The scarecrow had a farmer’s hat but it was tilted to one side where the seagulls’ wings had flapped so hard and dislodged it. The scarecrow’s head hung down. He seemed to be focused on the space ten feet ahead of him. His arms were not outstretched, they were caught behind him, tied to the pole. He had on a blue checked shirt with patterns of red. As she walked further forward the seagulls became more aggressive. They stared at her with their beady eyes and now she saw the crows, black and shiny, their long thick beaks stabbing at the scarecrow’s feet. They hopped about the red churned soil and lunged at the angry seagulls. They turned to glare at Lauren.
She was within twenty feet of the scarecrow now and she couldn’t keep her eyes from it. Its head drooped forward and down. The seagulls jabbed their beaks at its head. Pulling at the straw. But there was no straw. This was a Guy Fawkes type of scarecrow, it was meant to represent a man. She tried to see what they had used for a face. Its head was too obscured by warring gulls and opportunist crows to see properly. The scarecrow wore baggy old trousers under his shirt. He had a watch on his wrist.
Lauren took one more step and a seagull pecked furiously at the head of the scarecrow and the hat came off and the head was jerked and jolted between the gulls as they fought over it. White and grey feathers so bright in the gloom of the day; so sharp-edged and brightly contrasted against the black crows.
Mommy . . . Mommy . . .
She gasped.
She could hear it in the screams of the gulls.
I’m here. I’m here . . . Mommy . . . Mommy.
Their voices so angry, and they flew at her to ward her off. They scratched her face with their sharp, blood-specked beaks and when she touched her face there was blood on her fingers. Russell tried to wriggle free and run. He was squealing in fear.
Now she was within ten feet of the scarecrow and the more she looked at its hands and feet the more she saw blood. She tried to look away but the screaming gulls seemed to both repel her and compel her to come closer.
Here, here, here . . .
She could hardly breathe. So caught in the middle of the swirling gulls and the black crows that at first she didn’t see the scarecrow’s head tip backwards and she saw he had no features, just blood and white gristle and loose-hanging shards of flesh.

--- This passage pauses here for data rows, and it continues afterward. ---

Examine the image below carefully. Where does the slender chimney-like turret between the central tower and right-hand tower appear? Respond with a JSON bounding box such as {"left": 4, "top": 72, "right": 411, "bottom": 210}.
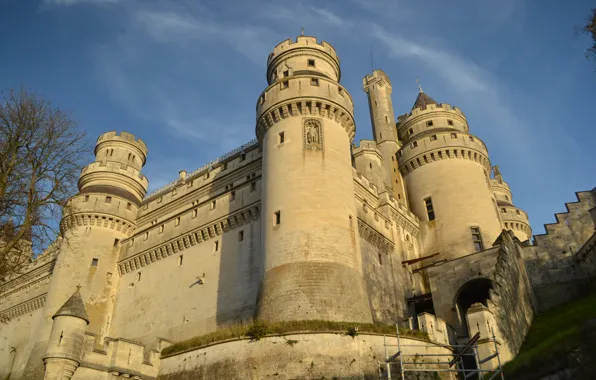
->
{"left": 362, "top": 70, "right": 407, "bottom": 204}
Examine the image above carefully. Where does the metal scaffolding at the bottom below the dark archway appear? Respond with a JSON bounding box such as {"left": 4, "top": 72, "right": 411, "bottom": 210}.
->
{"left": 383, "top": 325, "right": 505, "bottom": 380}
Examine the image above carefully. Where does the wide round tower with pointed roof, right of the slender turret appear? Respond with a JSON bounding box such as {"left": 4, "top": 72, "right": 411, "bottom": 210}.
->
{"left": 397, "top": 90, "right": 501, "bottom": 259}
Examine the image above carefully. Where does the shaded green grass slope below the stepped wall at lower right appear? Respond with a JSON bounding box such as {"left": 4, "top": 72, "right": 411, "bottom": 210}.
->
{"left": 504, "top": 292, "right": 596, "bottom": 376}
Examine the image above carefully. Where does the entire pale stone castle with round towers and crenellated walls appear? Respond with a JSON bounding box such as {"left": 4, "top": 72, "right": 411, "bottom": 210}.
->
{"left": 0, "top": 36, "right": 596, "bottom": 380}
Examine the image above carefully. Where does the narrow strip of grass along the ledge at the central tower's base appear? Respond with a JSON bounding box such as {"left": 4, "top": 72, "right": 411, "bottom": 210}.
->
{"left": 161, "top": 320, "right": 428, "bottom": 356}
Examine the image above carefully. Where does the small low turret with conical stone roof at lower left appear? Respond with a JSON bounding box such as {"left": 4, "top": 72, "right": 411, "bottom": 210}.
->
{"left": 43, "top": 288, "right": 89, "bottom": 380}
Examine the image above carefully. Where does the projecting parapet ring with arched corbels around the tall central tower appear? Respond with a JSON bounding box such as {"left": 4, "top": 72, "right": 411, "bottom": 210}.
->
{"left": 256, "top": 75, "right": 356, "bottom": 141}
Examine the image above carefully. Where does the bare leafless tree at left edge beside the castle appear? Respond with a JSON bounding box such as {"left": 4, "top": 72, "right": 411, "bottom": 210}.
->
{"left": 0, "top": 88, "right": 88, "bottom": 279}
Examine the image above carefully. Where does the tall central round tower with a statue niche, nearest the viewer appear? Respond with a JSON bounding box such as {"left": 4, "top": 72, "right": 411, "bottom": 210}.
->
{"left": 256, "top": 36, "right": 371, "bottom": 322}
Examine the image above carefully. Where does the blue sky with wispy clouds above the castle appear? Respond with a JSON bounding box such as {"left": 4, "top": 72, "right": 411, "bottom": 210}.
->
{"left": 0, "top": 0, "right": 596, "bottom": 233}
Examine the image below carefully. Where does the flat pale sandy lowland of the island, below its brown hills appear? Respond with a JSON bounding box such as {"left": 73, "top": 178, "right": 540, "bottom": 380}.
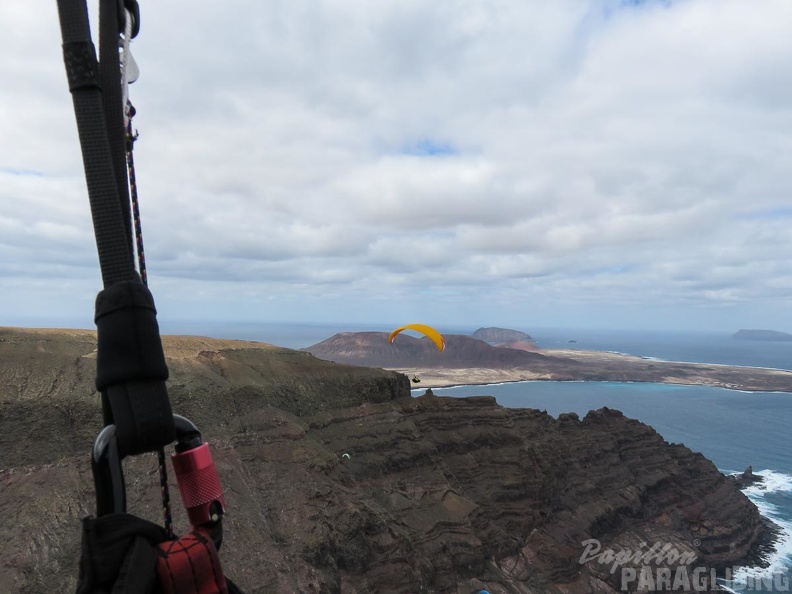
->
{"left": 388, "top": 349, "right": 792, "bottom": 393}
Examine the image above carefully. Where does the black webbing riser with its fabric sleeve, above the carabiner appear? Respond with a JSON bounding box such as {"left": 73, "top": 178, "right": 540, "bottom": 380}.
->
{"left": 58, "top": 0, "right": 176, "bottom": 457}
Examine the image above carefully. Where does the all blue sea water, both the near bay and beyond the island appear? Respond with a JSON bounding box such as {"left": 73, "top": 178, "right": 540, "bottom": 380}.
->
{"left": 162, "top": 323, "right": 792, "bottom": 594}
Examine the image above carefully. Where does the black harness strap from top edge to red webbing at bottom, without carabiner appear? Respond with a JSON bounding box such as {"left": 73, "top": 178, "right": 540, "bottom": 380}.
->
{"left": 58, "top": 0, "right": 240, "bottom": 594}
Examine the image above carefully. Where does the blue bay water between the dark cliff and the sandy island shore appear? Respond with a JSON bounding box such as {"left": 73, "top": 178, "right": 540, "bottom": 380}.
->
{"left": 434, "top": 382, "right": 792, "bottom": 592}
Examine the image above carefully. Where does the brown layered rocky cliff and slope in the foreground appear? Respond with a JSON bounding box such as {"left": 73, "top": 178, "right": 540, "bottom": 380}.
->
{"left": 0, "top": 329, "right": 766, "bottom": 594}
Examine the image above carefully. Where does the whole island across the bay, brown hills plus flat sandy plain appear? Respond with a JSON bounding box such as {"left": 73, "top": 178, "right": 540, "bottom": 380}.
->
{"left": 303, "top": 329, "right": 792, "bottom": 392}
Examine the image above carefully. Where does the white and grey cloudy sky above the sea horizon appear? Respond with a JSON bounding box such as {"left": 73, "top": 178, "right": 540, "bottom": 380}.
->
{"left": 0, "top": 0, "right": 792, "bottom": 332}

As Willis and Carter walked along the lane towards the farm they heard the deafening cacophony of gulls and crows – and in among the sound was a woman screaming.
Carter called Pascoe aside to talk in private. Pascoe excused himself from the doctor who had come from Penhaligon to certify the death. Stokes’ body was still attached to the post.
‘SOCOs are on their way, sir, they are coming from Truro,’ he said as he got near to Carter.
‘Okay, I need them to start working on the scene, but I’ve asked for my colleague from the MIT team to come down and he’ll be taking over when he arrives first thing in the morning.’
Pascoe looked at him curiously. ‘We have a specialist team, they can handle it.’
‘I know and I appreciate that, but I have my reasons. This farm is of interest to us in the abduction case. I don’t want anything overlooked while we’re investigating two separate cases.’
‘It’s up to you, sir.’ Pascoe looked slightly put out.
Carter went to find the Stokes family and Marky in the farmhouse kitchen.
‘My sympathies,’ he said, standing in the doorway.
‘Are you going to cut Martin down?’ asked Marky. ‘You can’t just leave him tied to the post. It’s not right.’